El primer ministro sueco, Fredrick Reinfeld, se mostró dispuesto a analizar los argumentos de Alemania, pero advirtió de que "resolver el problema alemán no debe crear problemas a los demás".

Por su parte el ministro de Finanzas de Italia, Giulio Tremonti, mostró su satisfacción por las nuevas propuestas "porque era razonables y absolutamente manejables", tras conocer que se había diluido la pretensión de endurecer los criterios sobre deuda.

Los frentes de la batalla

- El pacto franco-alemán para cambiar por su cuenta el Tratado de la Unión ha levantado suspicacias en la Comisión, el Parlamento, el Eurogrupo y el BCE.

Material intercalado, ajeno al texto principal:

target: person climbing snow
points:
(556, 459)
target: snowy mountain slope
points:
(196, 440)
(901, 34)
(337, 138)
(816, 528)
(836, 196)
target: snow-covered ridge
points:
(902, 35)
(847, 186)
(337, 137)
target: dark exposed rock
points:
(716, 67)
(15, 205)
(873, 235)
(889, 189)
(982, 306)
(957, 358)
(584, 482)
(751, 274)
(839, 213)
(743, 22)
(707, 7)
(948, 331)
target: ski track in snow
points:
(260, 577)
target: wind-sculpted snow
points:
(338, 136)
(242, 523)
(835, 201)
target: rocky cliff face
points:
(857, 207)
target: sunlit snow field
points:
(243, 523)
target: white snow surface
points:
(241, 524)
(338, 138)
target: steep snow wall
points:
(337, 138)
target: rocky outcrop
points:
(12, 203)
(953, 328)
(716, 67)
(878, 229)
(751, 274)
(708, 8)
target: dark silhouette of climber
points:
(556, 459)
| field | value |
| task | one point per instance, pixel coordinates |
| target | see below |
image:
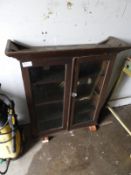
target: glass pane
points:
(90, 73)
(48, 93)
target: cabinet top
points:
(20, 51)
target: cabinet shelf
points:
(56, 78)
(48, 93)
(46, 75)
(49, 114)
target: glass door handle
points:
(74, 94)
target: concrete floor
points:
(80, 152)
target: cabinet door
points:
(89, 75)
(49, 96)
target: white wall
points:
(53, 22)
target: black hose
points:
(7, 166)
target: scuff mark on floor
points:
(69, 4)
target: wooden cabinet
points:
(65, 86)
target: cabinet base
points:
(45, 139)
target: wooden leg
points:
(92, 128)
(45, 139)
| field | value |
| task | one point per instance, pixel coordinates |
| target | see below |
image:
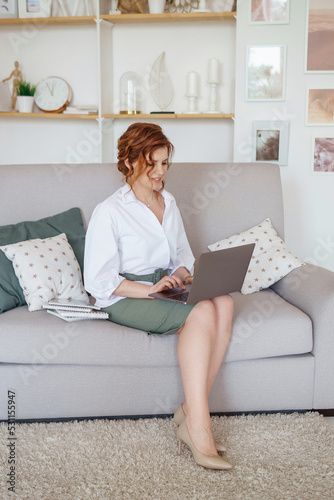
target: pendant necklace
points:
(150, 205)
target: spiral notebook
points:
(74, 310)
(78, 316)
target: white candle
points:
(192, 84)
(213, 70)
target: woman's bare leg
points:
(195, 351)
(209, 328)
(224, 315)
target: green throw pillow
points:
(69, 222)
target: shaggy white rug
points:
(276, 457)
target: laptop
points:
(217, 273)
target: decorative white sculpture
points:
(160, 84)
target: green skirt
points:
(156, 317)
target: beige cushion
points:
(46, 269)
(271, 260)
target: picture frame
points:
(319, 45)
(269, 12)
(8, 9)
(34, 8)
(320, 107)
(322, 157)
(270, 142)
(265, 72)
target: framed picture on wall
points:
(34, 8)
(265, 73)
(269, 11)
(320, 107)
(8, 9)
(322, 158)
(270, 141)
(320, 36)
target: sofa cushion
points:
(264, 326)
(68, 222)
(271, 260)
(46, 269)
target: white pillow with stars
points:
(271, 260)
(46, 269)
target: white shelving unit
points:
(103, 24)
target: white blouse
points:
(124, 236)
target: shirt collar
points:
(129, 196)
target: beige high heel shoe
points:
(208, 461)
(178, 418)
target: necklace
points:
(155, 199)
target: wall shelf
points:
(173, 17)
(100, 23)
(120, 19)
(48, 21)
(197, 116)
(55, 116)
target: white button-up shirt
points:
(124, 236)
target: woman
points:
(136, 245)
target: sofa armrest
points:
(311, 289)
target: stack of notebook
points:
(74, 310)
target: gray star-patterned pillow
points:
(271, 260)
(46, 269)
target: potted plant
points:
(25, 97)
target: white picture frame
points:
(320, 107)
(269, 12)
(322, 155)
(34, 8)
(319, 37)
(270, 142)
(265, 72)
(8, 9)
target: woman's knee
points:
(204, 313)
(225, 305)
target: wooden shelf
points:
(48, 21)
(56, 116)
(160, 116)
(163, 18)
(119, 19)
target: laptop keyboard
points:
(180, 297)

- El acuerdo de Deauville implicaba que Alemania aceptaba sanciones menos duras para los países más gastadores y Francia decía sí al mecanismo de resolución de crisis.

- El pacto, que deberá aprobar hoy el Consejo, busca una mayor vigilancia a los países que pierden competitividad. Se cae la retirada del derecho de voto a los países con déficit excesivo.

- El presidente del Eurogrupo, Jean-Claude Juncker, considera "inaceptable" el pacto franco-alemán. La canciller Angela Merkel, sin embargo, lo cree necesario. "Que algunos tengan miedo no es un argumento", dijo.

* Este artículo apareció en la edición impresa del viernes, 29 de octubre de 2010.